Fritsch V, Ravishanker G, Beveridge D L, Westhof E
Institut de Biologie Molećulaire et Cellaire du CNRS, Cedex, France.
Biopolymers. 1993 Oct;33(10):1537-52. doi: 10.1002/bip.360331005.
The program AMBER 3.0 has been used to generate molecular dynamics trajectories of a poly(dA).poly(dT) decamer. The simulations were performed using different methods to treat solvent effects. Results of a simulation including 18 counterions NH4+ and 4109 water molecules under (N, P, T) conditions were compared to simulation runs with implicit solvent representation in which solvent screening effects were represented by the use of a sigmoidal distance-dependent dielectric function. In the latter case, the system was simulated under microcanonical (N, V, E) and canonical (N, V, T) conditions. For the fully hydrated system simulation, a preequilibration protocol was developed since it was observed that long and progressive periods of heating and equilibration on the overall system were necessary in order to avoid energetic collisions between the solute and the solvent molecules, leading to severe irreversible deformation of the solute. A detailed analysis of DNA conformations, sugar puckers, and stability of the hydrogen bonds, Watson-Crick and three-center H bonds, is reported. The results show that DNA remains essentially in the B conformer with a tendency in the hydrated model to adopt a slightly distorted, unwound, and stretched conformation in comparison to standard B-DNA. Concerning sugar puckers, the mean pseudorotation phases of the adenine residues are systematically higher than those of the thymine residues, except in the case of the hydrated model for which a articular behavior is observed for the adenine strand. In this case, the terminal bases oscillate between C2'-endo and O4'-endo and the central ones stay in the C3'-endo domain. The mean lifetimes of the internal Watson-Crick H-bond (A) HN6...O4(T) are also dependent on the base pairs included in the calculation, excepted for the implicit solvent simulation at constant temperature. The three-center H bonds have very small mean lifetimes in all three cases of MD simulation. In the minor groove of the hydrated model, a spine of hydration is found as observed by x-ray crystallography and other theoretical simulations. On the basis of the rms deviations, it appears that the fully hydrated simulation has not reached a plateau at the end of the run, while the implicit simulation at constant energy seems to have converged. At constant temperature, very large oscillations in rms deviations are observed.

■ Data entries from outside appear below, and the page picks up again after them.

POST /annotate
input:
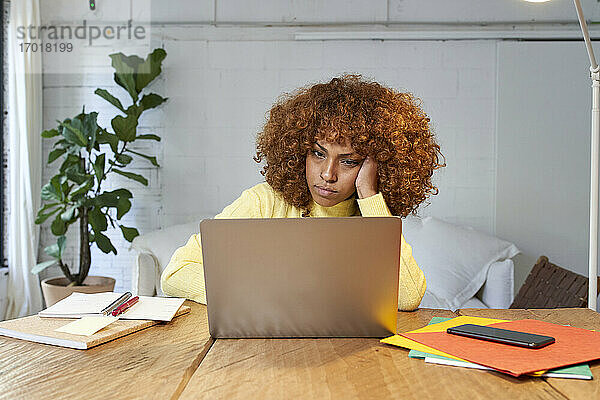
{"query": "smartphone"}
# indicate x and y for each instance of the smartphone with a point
(504, 336)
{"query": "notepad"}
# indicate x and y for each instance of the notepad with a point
(87, 326)
(79, 305)
(43, 330)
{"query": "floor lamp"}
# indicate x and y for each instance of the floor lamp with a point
(595, 75)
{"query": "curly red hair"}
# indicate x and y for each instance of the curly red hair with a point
(377, 121)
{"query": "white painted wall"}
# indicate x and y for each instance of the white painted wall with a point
(543, 173)
(221, 80)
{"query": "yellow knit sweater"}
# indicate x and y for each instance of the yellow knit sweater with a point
(184, 276)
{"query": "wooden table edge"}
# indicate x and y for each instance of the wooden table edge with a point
(189, 372)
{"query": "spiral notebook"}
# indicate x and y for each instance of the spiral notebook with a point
(79, 305)
(42, 330)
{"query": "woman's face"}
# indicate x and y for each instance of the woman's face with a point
(331, 171)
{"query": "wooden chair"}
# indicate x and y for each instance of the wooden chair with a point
(550, 286)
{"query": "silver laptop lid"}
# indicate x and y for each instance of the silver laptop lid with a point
(314, 277)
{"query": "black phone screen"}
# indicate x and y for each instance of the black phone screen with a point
(505, 336)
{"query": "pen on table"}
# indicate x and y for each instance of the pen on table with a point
(122, 299)
(125, 306)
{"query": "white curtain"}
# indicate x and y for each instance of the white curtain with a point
(25, 162)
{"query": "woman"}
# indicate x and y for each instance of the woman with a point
(344, 148)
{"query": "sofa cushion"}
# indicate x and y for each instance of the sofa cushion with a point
(163, 242)
(454, 259)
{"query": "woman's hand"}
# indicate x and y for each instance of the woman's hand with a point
(366, 180)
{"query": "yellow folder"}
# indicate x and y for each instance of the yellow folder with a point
(401, 341)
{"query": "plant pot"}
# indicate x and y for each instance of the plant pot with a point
(56, 289)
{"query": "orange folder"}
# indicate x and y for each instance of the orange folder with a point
(572, 346)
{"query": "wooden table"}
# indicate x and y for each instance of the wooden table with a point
(180, 361)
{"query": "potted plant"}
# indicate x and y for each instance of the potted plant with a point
(90, 154)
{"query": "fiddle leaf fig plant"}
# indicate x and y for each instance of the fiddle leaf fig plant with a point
(89, 155)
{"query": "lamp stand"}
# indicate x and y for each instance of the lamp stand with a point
(595, 75)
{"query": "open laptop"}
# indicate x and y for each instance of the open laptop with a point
(292, 277)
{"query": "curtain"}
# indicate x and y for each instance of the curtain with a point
(24, 162)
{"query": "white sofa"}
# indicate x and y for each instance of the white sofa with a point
(464, 268)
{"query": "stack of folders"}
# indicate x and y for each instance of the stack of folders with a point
(566, 358)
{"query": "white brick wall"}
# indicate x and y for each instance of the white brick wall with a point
(221, 84)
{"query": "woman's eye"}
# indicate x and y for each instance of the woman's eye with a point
(350, 163)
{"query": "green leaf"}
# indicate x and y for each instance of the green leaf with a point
(149, 158)
(54, 154)
(104, 243)
(69, 161)
(124, 159)
(110, 98)
(52, 190)
(42, 217)
(61, 241)
(69, 215)
(149, 69)
(99, 165)
(125, 128)
(48, 206)
(76, 174)
(97, 220)
(131, 175)
(73, 132)
(123, 207)
(56, 250)
(42, 266)
(118, 199)
(107, 199)
(50, 133)
(124, 74)
(110, 138)
(90, 128)
(151, 101)
(129, 233)
(58, 227)
(149, 136)
(82, 189)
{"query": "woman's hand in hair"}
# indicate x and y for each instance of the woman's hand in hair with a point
(366, 181)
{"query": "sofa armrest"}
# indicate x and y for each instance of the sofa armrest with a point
(144, 276)
(498, 290)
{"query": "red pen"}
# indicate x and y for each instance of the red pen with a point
(125, 306)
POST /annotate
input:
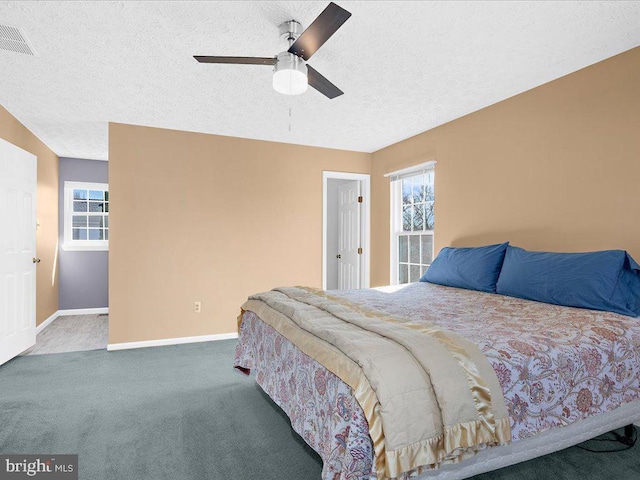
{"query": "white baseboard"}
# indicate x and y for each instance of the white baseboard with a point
(83, 311)
(44, 324)
(170, 341)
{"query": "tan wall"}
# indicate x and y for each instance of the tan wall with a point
(46, 212)
(555, 168)
(209, 218)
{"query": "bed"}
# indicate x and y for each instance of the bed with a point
(565, 375)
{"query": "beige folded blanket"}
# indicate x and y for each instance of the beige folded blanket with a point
(430, 397)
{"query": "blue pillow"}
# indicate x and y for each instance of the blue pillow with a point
(608, 280)
(474, 268)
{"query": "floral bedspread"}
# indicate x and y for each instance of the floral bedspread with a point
(321, 407)
(555, 365)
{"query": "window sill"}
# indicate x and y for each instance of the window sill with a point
(85, 248)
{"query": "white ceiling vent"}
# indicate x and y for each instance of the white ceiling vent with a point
(13, 40)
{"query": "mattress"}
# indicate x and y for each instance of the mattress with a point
(324, 413)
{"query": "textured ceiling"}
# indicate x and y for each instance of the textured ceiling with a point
(405, 67)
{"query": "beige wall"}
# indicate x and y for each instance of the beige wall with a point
(209, 218)
(555, 168)
(46, 212)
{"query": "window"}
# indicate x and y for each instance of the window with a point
(412, 222)
(86, 216)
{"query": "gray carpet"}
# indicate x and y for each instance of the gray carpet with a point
(182, 413)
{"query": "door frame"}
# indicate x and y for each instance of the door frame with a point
(365, 223)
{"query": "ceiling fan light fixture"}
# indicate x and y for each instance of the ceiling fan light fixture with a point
(290, 74)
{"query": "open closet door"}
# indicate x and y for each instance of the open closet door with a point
(18, 181)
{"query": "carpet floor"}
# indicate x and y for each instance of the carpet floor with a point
(181, 412)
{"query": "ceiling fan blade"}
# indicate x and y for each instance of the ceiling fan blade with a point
(321, 84)
(237, 60)
(330, 20)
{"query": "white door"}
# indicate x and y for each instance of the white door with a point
(18, 179)
(349, 216)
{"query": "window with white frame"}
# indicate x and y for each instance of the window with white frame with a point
(86, 216)
(412, 222)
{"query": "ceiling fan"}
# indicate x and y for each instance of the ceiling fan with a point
(291, 73)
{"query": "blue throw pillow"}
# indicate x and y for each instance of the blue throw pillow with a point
(474, 268)
(608, 280)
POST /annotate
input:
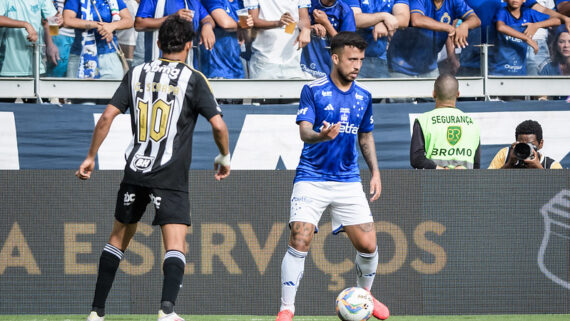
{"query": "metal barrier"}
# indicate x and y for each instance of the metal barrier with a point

程序AMBER 3.0已用于生成聚(dA)·聚(dT)十聚体的分子动力学轨迹。模拟采用不同方法处理溶剂效应。将在(N,P,T)条件下包含18个抗衡离子NH4 +和4109个水分子的模拟结果与使用隐式溶剂表示的模拟运行进行比较,在隐式溶剂表示中,溶剂筛选效应通过使用 sigmoidal 距离依赖介电函数来表示。在后一种情况下,系统在微正则(N,V,E)和正则(N,V,T)条件下进行模拟。对于完全水合系统模拟,开发了一种预平衡协议,因为观察到对整个系统进行长时间渐进的加热和平衡是必要的,以避免溶质与溶剂分子之间的能量碰撞,导致溶质严重不可逆变形。报告了对DNA构象、糖环构象以及氢键(沃森-克里克氢键和三中心氢键)稳定性的详细分析。结果表明,DNA基本上保持在B构象,与标准B-DNA相比,水合模型中的DNA倾向于采用稍微扭曲、解旋和拉伸的构象。关于糖环构象,腺嘌呤残基的平均假旋转相位系统地高于胸腺嘧啶残基,除了水合模型中腺嘌呤链表现出特殊行为的情况。在这种情况下,末端碱基在C2'-内型和O4'-内型之间振荡,中间碱基则保持在C3'-内型区域。内部沃森-克里克氢键(A)HN6...O4(T)的平均寿命也取决于计算中包含的碱基对,但恒温下的隐式溶剂模拟除外。在所有三种分子动力学模拟情况下,三中心氢键的平均寿命都非常短。在水合模型的小沟中,发现了如X射线晶体学和其他理论模拟所观察到的水合脊。基于均方根偏差,似乎完全水合模拟在运行结束时尚未达到平稳状态,而恒能下的隐式模拟似乎已经收敛。在恒温下,观察到均方根偏差有非常大的振荡。